Decision to Re-Sign Penn Was a Key for 2016 Raiders

McKenzie's investment in left tackle should continue to pay dividends in 2017 after Penn's Pro Bowl season

The 2016 Raiders season could have been much different if general manager Reggie McKenzie had not re-signed left offensive tackle Donald Penn.

At this time last year, Penn was an impending free agent, and Raiders watchers were wondering if McKenzie would invest in a new deal to keep Penn. Some believed the Raiders would allow Penn, now 33, to leave and fill the position from in-house (Menelik Watson or Austin Howard) or through free agency.

Instead, McKenzie gave Penn a new two-year deal worth nearly $12 million. The move proved to be one of McKenzie’s best.

Penn had a Pro Bowl season in 2016 and was the anchor of one of the NFL’s best offensive lines. The group of Penn, new left guard Kelechi Osemele, center Rodney Hudson, right guard Gabe Jackson and right tackle Howard was terrific. The blockers up front allowed just 18 sacks, the best total in the league.

Osemele was the big free-agent addition for 2016, but it was the decision to keep Penn that set the stage for Osemele to stay at guard (rather than left tackle) and give the Raiders a physical, dominating line.

Penn, in fact, is one of five Raiders who recently was selected to the list of top 101 NFL players by the analytic website Pro Football Focus (along with Hudson, quarterback Derek Carr, Osemele and defensive end/linebacker Khalil Mack).

As Pro Football Focus noted, Penn allowed just one sack all season. Unfortunately, it was the sack of Carr on Dec. 24 that ended Carr’s year.

“Penn was a dominant run blocker all season, destroying people that got in his way,” wrote PFF. And, Penn not only allowed just one sack in 2016, but only three other hits on Carr.

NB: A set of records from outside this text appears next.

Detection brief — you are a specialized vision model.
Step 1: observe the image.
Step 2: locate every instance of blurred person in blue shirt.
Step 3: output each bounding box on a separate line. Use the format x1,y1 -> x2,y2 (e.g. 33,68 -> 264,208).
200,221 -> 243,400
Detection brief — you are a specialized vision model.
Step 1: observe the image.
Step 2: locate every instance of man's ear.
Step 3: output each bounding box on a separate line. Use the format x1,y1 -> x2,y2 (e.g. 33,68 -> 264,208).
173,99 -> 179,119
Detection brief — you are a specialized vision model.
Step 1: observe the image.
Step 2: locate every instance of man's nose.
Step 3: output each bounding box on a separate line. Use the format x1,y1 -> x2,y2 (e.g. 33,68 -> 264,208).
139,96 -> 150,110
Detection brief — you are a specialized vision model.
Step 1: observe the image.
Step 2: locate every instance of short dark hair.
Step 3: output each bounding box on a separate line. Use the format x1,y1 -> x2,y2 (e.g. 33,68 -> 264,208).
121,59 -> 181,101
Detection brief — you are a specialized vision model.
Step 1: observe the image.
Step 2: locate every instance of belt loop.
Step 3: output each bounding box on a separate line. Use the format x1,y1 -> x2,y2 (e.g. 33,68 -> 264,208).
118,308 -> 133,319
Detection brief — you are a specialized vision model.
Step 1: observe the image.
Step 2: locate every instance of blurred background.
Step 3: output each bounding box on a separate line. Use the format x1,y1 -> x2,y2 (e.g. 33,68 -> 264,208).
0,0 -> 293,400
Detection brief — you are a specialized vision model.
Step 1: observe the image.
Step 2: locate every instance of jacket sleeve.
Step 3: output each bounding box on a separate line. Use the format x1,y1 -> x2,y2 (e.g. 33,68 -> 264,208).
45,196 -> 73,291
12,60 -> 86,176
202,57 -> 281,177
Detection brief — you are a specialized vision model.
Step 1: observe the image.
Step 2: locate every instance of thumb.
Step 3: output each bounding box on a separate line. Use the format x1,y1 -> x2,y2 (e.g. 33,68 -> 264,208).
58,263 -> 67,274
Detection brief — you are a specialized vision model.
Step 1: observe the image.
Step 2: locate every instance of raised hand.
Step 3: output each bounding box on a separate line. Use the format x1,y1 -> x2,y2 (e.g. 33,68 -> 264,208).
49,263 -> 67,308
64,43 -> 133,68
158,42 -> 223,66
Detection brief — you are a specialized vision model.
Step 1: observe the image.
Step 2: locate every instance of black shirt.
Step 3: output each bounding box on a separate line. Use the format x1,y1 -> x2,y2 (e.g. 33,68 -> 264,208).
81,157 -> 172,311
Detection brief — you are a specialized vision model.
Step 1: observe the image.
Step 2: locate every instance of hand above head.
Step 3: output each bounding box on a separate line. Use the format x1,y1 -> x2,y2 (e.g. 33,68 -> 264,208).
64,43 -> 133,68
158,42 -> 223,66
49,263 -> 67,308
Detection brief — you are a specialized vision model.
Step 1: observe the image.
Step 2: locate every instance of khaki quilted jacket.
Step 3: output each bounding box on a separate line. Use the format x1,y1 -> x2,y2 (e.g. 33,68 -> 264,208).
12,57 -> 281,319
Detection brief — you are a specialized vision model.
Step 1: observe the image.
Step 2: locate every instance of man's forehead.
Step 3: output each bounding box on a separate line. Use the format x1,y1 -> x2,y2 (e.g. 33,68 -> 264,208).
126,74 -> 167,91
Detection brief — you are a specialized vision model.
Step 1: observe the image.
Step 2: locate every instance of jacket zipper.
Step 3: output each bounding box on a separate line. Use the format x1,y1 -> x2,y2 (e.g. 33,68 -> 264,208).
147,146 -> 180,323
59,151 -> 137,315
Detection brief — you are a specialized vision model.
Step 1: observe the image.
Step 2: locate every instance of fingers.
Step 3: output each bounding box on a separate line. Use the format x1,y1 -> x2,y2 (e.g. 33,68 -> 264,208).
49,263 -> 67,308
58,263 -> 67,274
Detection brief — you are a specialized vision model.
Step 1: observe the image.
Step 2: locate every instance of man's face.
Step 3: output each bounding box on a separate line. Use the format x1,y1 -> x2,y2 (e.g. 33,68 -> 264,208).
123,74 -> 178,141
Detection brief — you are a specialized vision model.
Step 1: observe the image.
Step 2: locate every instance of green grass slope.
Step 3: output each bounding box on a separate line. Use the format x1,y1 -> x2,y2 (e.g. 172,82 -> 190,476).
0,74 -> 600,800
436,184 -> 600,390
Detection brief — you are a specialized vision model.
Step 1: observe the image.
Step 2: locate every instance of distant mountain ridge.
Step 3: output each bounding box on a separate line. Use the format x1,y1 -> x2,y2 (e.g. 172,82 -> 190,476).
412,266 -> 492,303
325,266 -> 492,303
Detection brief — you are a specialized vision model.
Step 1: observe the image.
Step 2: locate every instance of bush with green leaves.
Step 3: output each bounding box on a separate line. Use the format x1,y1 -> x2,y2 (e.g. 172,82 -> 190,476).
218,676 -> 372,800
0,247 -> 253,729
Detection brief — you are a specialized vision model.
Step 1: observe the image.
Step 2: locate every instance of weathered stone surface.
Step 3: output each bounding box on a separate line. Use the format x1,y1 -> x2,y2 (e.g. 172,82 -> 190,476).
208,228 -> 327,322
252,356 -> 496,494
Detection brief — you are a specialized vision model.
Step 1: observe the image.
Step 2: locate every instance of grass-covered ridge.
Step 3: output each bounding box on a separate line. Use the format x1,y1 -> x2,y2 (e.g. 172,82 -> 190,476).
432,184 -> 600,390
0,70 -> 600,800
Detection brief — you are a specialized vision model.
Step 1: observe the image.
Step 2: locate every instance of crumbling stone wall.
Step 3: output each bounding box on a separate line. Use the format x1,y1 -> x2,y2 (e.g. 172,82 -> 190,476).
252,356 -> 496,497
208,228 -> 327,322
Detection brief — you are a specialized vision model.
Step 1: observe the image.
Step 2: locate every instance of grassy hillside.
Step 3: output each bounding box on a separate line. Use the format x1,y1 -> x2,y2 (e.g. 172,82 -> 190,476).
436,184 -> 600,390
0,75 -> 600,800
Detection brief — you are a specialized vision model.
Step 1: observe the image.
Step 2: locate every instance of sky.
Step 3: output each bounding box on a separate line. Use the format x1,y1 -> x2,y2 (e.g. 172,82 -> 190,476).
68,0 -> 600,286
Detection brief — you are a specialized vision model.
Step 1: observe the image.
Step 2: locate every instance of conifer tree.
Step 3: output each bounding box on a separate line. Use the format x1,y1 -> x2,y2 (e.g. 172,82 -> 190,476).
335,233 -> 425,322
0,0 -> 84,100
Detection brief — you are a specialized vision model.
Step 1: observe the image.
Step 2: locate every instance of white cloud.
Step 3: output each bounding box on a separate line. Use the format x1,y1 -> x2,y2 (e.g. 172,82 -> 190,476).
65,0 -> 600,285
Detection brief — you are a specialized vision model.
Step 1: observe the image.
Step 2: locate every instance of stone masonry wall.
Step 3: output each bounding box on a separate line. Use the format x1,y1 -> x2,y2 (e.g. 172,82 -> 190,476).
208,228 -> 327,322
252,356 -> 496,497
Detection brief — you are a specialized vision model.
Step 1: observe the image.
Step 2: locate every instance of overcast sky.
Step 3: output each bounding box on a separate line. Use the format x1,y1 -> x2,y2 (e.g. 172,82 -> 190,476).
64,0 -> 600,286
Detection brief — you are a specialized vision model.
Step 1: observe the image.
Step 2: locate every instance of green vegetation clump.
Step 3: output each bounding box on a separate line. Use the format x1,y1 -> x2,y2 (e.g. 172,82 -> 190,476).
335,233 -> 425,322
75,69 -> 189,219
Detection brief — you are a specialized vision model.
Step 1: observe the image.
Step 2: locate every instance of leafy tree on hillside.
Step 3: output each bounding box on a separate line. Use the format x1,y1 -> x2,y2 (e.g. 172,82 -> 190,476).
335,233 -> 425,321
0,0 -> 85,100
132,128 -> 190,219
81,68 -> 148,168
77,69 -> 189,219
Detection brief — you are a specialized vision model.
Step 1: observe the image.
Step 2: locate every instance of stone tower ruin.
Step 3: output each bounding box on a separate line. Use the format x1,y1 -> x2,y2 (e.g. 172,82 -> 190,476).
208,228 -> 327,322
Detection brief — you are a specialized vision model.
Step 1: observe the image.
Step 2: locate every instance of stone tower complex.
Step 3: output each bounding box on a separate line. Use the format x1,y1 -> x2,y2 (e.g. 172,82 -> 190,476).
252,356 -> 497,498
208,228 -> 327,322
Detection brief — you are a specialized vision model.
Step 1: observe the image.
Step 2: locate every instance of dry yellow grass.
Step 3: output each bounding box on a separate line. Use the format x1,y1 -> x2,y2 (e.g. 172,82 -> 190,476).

Penn had one previous Pro Bowl season, in 2010 for Tampa Bay. But the Bucs gave up on him after seven seasons, and McKenzie signed him to a two-year free-agent deal in 2014. In three seasons in Oakland, he’s played every regular-season game. The one game he missed, because of a knee injury, was this year’s playoff loss to Houston.

But Penn, 6-foot-5 and 305 pounds, is expected to be 100 percent healthy for the coming season.